ECLIPSE: A Composable Pipeline for Predicting ecDNA Formation, Evolution, and Therapeutic Vulnerabilities in Cancer
Abstract
Extrachromosomal DNA (ecDNA) represents one of the most pressing challenges in cancer biology: circular DNA structures that amplify oncogenes, evade targeted therapies, and drive tumor evolution in ~30% of aggressive cancers. Despite its clinical importance, computational ecDNA research has been built on broken foundations. We discover that existing benchmarks suffer from circular reasoning -- models trained on features that already require knowing ecDNA status -- artificially inflating performance from AUROC 0.724 to 0.967. We introduce ECLIPSE, the first methodologically sound framework for ecDNA analysis, comprising three modules that transform how we predict, model, and target these structures. ecDNA-Former achieves AUROC 0.812 using only standard genomic features, demonstrating for the first time that ecDNA status is predictable without specialized sequencing, and that careful feature curation matters more than complex architectures.

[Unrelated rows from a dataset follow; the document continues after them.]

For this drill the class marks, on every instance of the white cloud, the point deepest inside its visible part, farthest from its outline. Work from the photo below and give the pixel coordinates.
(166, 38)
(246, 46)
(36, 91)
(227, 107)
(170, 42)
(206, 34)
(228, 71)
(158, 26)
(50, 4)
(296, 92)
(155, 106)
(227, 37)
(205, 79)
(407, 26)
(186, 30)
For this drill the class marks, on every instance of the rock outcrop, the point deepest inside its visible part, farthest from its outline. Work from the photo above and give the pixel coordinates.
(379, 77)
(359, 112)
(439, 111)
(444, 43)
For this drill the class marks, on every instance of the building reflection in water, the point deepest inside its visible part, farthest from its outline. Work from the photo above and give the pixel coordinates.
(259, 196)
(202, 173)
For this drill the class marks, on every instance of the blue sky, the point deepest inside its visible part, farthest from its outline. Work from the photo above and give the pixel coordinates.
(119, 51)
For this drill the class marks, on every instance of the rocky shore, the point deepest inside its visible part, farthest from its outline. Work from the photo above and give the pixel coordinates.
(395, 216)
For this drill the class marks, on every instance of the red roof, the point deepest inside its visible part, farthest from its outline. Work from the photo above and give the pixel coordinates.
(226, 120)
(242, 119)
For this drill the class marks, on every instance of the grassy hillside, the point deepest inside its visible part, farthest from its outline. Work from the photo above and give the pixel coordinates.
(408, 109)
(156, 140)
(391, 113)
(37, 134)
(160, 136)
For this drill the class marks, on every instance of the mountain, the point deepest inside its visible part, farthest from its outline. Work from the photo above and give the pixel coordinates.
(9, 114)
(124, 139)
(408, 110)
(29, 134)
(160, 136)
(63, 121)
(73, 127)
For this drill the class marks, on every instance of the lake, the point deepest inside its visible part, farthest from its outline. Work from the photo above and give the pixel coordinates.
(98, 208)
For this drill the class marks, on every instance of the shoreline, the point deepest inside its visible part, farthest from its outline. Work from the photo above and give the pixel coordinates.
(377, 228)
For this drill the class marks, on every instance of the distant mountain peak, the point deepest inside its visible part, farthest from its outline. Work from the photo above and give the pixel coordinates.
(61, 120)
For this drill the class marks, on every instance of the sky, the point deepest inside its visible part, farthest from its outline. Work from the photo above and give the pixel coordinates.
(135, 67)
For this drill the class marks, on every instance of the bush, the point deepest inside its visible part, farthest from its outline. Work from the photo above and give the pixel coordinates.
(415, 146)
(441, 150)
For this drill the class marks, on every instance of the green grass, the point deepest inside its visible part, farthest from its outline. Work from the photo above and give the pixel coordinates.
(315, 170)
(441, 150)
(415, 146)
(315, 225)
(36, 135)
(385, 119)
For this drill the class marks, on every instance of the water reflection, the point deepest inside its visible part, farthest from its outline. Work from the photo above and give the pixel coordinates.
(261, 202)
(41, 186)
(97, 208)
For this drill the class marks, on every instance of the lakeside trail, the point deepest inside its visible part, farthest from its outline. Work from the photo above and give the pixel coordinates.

CircularODE captures ecDNA's unique stochastic dynamics through physics-constrained neural SDEs, achieving r > 0.997 on experimental data via zero-shot transfer. VulnCausal applies causal inference to identify therapeutic vulnerabilities, achieving 80x enrichment over chance and 3.7x higher validation than standard approaches by filtering spurious correlations. Together, these modules establish rigorous baselines for an emerging application area and reveal a broader lesson: in high-stakes biomedical ML, methodological rigor -- eliminating leakage, encoding domain physics, addressing confounding -- outweighs architectural innovation. ECLIPSE provides both the tools and the template for principled computational oncology.